In [None]:
# --- 1. Install and Start Ollama ---
# This is the most critical step. We must install the Ollama service in the Colab environment.
# The '!' runs shell commands. The '&' at the end runs the server in the background.

print("Installing Ollama...")
!curl -fsSL https://ollama.com/install.sh | sh
print("Starting Ollama server in the background...")
!ollama serve &

# Give the server a moment to start up
import time
time.sleep(5)
print("✅ Ollama server should be running.")


In [None]:
# --- 1. Environment Setup ---
# Install the essential libraries for connecting to Ollama and creating interactive widgets.
%pip install -q ollama ipywidgets pandas tqdm


In [None]:
# --- 1a. Mount Google Drive ---
# This step is necessary to access files like our prompt list.
from google.colab import drive
import os
drive.mount('/content/drive')

# --- Verify File Access ---
# This path is now set based on your screenshot (My Drive > housebrain_prompts)
PROMPT_FILE_PATH = "/content/drive/MyDrive/housebrain_prompts/platinum_prompts.txt" 

print("---")
if os.path.exists(PROMPT_FILE_PATH):
    print(f"✅ Successfully found prompt file at: {PROMPT_FILE_PATH}")
else:
    print(f"❌ ERROR: Could not find prompt file at the specified path.")
    print("If your file is in a different location, please update the PROMPT_FILE_PATH variable.")
print("---")


In [None]:
# --- 2. Configuration & Model Selection ---
import ipywidgets as widgets
from IPython.display import display
import os

# --- Model Selection ---
# Create a dropdown widget with all the models we want to test.
model_options = [
    "phi4-reasoning:latest", "phi4-reasoning:plus", "phi4-reasoning:14b",
    "phi4-reasoning:14b-plus-q4_K_M", "phi3:instruct", "llama3:instruct", "qwen2.5:3b"
]
model_dropdown = widgets.Dropdown(
    options=model_options, value='phi4-reasoning:latest', description='Select Model:',
    disabled=False, style={'description_width': 'initial'}
)
display(model_dropdown)

# --- Tier Configuration ---
# Define the tier for this generation run. This will create a subfolder.
# Tiers: gold_tier, platinum_tier, diamond_tier
DATASET_TIER = "gold_tier"

# --- Generation Parameters ---
# The root directory where all raw generated data will be saved.
BASE_OUTPUT_DIR = "raw_generated_data"

# How many architectural plans do you want to generate in this run?
NUM_PLANS_TO_GENERATE = 15000 # Goal for the Gold Tier

# --- Create Directory Structure ---
# The final output path will be nested (e.g., raw_generated_data/gold_tier/)
TIER_OUTPUT_DIR = os.path.join(BASE_OUTPUT_DIR, DATASET_TIER)
os.makedirs(TIER_OUTPUT_DIR, exist_ok=True)
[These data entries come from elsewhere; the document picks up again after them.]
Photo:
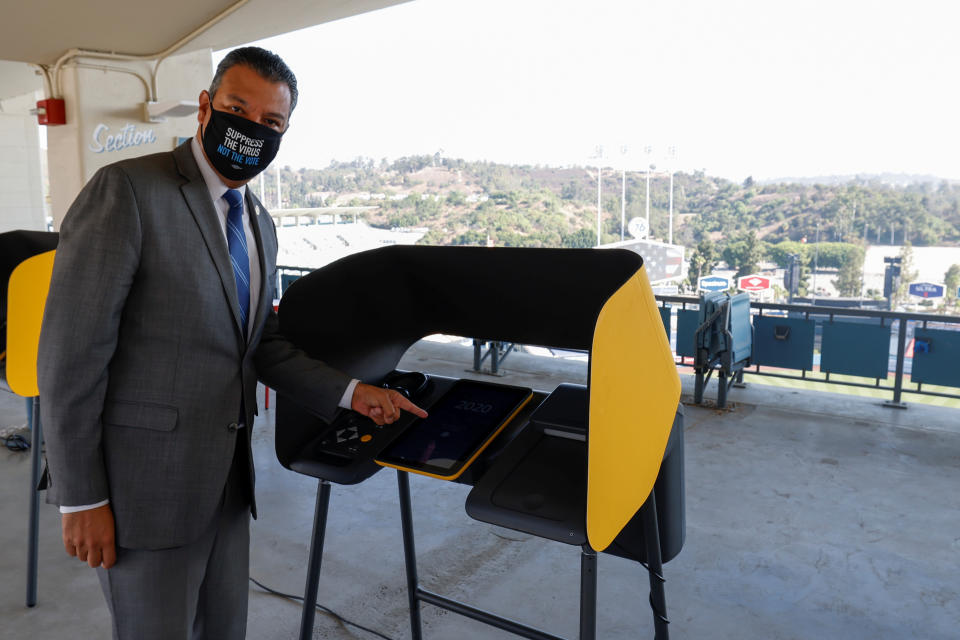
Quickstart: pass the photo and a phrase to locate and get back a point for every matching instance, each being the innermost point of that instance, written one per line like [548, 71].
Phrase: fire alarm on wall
[51, 111]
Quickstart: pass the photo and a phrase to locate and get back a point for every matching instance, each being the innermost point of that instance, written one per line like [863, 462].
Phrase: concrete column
[21, 172]
[106, 121]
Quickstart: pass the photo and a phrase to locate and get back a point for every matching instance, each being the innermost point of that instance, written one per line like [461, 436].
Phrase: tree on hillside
[952, 279]
[744, 253]
[850, 277]
[702, 261]
[580, 239]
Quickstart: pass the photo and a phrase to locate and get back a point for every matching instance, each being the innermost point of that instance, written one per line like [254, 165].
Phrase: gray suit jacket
[143, 362]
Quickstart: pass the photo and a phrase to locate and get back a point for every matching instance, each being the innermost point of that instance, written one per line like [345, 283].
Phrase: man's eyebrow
[236, 98]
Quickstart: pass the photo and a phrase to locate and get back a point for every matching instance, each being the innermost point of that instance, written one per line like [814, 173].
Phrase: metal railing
[902, 326]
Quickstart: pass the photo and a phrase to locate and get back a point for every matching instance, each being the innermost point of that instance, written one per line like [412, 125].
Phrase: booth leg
[316, 556]
[588, 593]
[658, 600]
[409, 554]
[36, 444]
[722, 390]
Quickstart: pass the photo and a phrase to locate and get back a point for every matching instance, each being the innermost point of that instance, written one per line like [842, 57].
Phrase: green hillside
[464, 202]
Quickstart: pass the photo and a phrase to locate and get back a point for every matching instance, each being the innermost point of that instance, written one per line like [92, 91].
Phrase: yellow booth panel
[634, 391]
[26, 298]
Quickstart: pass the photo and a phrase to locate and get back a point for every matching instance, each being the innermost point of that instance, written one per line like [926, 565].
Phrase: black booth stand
[622, 494]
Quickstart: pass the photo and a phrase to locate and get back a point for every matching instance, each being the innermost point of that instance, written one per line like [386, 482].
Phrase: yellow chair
[26, 297]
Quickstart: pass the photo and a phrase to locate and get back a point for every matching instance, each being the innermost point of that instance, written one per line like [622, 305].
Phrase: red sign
[753, 283]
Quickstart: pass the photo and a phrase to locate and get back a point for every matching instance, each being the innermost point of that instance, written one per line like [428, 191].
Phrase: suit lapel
[256, 210]
[197, 195]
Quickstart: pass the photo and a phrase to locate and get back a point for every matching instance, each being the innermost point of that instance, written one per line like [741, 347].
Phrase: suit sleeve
[95, 265]
[312, 383]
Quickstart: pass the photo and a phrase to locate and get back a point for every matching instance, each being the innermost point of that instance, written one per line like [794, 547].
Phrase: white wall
[105, 103]
[21, 176]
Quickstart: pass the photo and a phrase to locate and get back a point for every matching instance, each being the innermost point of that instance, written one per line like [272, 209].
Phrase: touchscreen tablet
[460, 425]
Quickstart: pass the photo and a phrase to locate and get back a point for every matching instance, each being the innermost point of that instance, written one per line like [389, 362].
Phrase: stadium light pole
[648, 150]
[599, 157]
[279, 201]
[623, 191]
[672, 157]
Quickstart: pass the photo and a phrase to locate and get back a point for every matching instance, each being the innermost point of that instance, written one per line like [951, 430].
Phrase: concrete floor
[809, 515]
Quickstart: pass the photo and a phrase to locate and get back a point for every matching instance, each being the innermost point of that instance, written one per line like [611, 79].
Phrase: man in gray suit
[158, 325]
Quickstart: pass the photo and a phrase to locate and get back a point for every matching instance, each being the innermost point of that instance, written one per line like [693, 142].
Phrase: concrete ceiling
[40, 31]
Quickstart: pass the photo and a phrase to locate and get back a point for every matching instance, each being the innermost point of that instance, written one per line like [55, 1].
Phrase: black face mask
[238, 148]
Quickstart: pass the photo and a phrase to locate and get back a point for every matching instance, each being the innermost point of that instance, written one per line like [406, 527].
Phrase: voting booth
[599, 466]
[26, 264]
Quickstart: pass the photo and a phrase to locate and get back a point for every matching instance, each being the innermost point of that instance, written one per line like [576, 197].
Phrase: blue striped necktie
[237, 242]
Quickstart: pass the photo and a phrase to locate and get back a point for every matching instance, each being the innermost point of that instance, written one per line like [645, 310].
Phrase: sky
[736, 88]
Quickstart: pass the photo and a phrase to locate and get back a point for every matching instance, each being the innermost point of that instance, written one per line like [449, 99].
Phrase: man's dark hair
[266, 63]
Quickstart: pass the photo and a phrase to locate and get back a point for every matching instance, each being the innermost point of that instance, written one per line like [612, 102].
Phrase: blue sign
[926, 290]
[714, 283]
print(f"Configuration loaded. Selected model will be: {model_dropdown.value}")
print(f"Dataset Tier: {DATASET_TIER}")
print(f"Number of samples to generate: {NUM_PLANS_TO_GENERATE}")
print(f"Generated data will be saved under: {TIER_OUTPUT_DIR}")


In [None]:
# --- 3. Setup & Verification ---
import os

# -- A. Load Prompts from File --
def load_prompts_from_file(filepath):
    """Loads prompts from a text file, one prompt per line."""
    print(f"Loading prompts from {filepath}...")
    try:
        with open(filepath, 'r', encoding='utf-8') as f:
            prompts = [line.strip() for line in f if line.strip()]
        print(f"Successfully loaded {len(prompts)} prompts.")
        return prompts
    except FileNotFoundError:
        print(f"❌ ERROR: Prompt file not found at {filepath}. Please check the path in Cell 1a.")
        return []

# Load the prompts using the path defined in Cell 1a
ALL_PROMPTS = load_prompts_from_file(PROMPT_FILE_PATH)

# -- B. Prepare Ollama Model --
# Get the selected model from the dropdown widget in the previous cell.
selected_model = model_dropdown.value
print(f"\\n--- Preparing Model: {selected_model} ---")

# This command will pull the model if it's not already present in the Colab instance.
print(f"\\nAttempting to download '{selected_model}' via Ollama... (This may take several minutes)")
!ollama pull {selected_model}

# Verify the model was downloaded by listing all available models
print(f"\\n--- Verifying Model Installation ---")
!ollama list

# -- C. Final Readiness Check --
print("\\n" + "="*50)
if ALL_PROMPTS:
    print("✅ Prompt file loaded successfully.")
    print(f"✅ Model '{selected_model}' is ready.")
    print("🚀 You are now ready to start the data generation process in the next cell.")
else:
    print("❌ Generation HALTED. Please fix the prompt file path in Cell 1a.")
print("="*50)


In [None]:
# --- 4. Run Data Generation ---
# This cell contains the core logic for generating the plans.
# All setup (prompt loading, model download) is handled in the previous cells.

# --- Core Generation Function ---
# (This function remains unchanged)
def generate_and_save_raw_plan(prompt, model_name, tier_dir):
    """
    Generates a house plan using the specified model and saves the raw output.
    """
    prompt_hash = hashlib.md5(prompt.encode()).hexdigest()[:10]
    timestamp = int(time.time())
    unique_id = f"prompt_{prompt_hash}_{timestamp}"
    
    run_output_dir = os.path.join(tier_dir, model_name, unique_id)
    os.makedirs(run_output_dir, exist_ok=True)
    
    output_filename = os.path.join(run_output_dir, "raw_output.json")
    
    try:
        structured_prompt = f"""
        Please act as an expert architect specializing in Indian residential and commercial design...
        (Full prompt text is the same as before)
        """
        
        response = ollama.chat(
            model=model_name,
            messages=[{'role': 'user', 'content': structured_prompt}],
            format='json'
        )
        raw_output = response['message']['content']
        with open(output_filename, 'w') as f:
            f.write(raw_output)
        return True, output_filename

    except Exception as e:
        error_message = f"An error occurred: {str(e)}"
        with open(os.path.join(run_output_dir, "error.log"), 'w') as f:
            f.write(error_message)
        return False, None

# --- Main Generation Loop ---
# Check if prompts were loaded successfully in the PREVIOUS cell before starting
if 'ALL_PROMPTS' in locals() and ALL_PROMPTS:
    print("\\nStarting data generation process for the Gold Tier...")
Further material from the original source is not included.